New Delhi: Afghan forces have arrested a Kashmiri man who fled in early 1990s and was since believed to have joined Jaish-e-Muhammad militant group, prompting security agencies to review their strategy in Jammu and Kashmir as intelligence inputs suggest that militants for Kashmir are being trained at Taliban camps, officials said here.
Aijaz Ahmad Ahangar alias “Abu Usman Al Kashmiri”, a resident of central Kashmir’s Budgam, was captured by Afghanistan’s National Directorate of Security (NDS) in Kandahar province in an operation earlier this month along with the chief of Islamic State “Khorasan Province” (ISKP) Aslam Farooqui.
ISKP finds a mention in an FIR registered by the National Investigation Agency to probe the shootout at a gurdawara in Kabul last month.
The 55-year-old is said to be chief recruiter of the Islamic State Jammu and Kashmir, a group which recently claimed responsibility for the attack on a CRPF party in south Kashmir’s Anantnag which left a trooper dead and another injured.
The arrest of the Ahangar, who had fled Kashmir in early 1990s to Pakistan via Bangladesh, followed another successful operation by the Afghanistan forces in a province that led to the arrest of a Pakistani militant affiliated with Jaish-e-Mohammed (JeM) outfit.
The questioning of the militant revealed the plan of Pakistan’s Inter-Services Intelligence (ISI) which is fully backing the JeM to train the outfit cadre with Taliban for operations against the Indian forces in Kashmir, the sources said.
The security agencies are looking at the arrest of Ahangar as a setback to the Islamic State to set up a foothold in Jammu and Kashmir.
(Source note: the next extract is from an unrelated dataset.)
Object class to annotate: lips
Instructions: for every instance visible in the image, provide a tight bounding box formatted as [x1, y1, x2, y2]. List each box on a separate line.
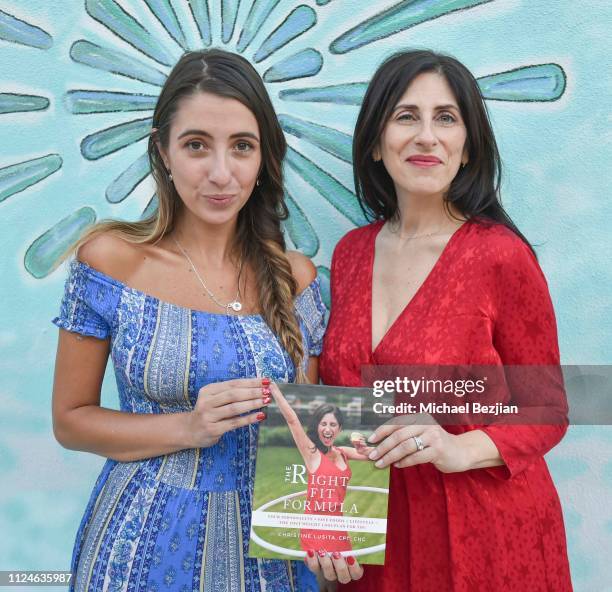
[406, 154, 442, 167]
A few militants, who switched sides to be part of the global militant group, were killed by the state forces in various operations in the past few years in the valley.
According to the sources, Ahangar’s son Abdullah Umais was fighting in Afghanistan’s Nangarhar a few years ago, while his son-in-law Huzafa-Al-Bakistani was killed in a US drone strike in the same province on July 18, 2019.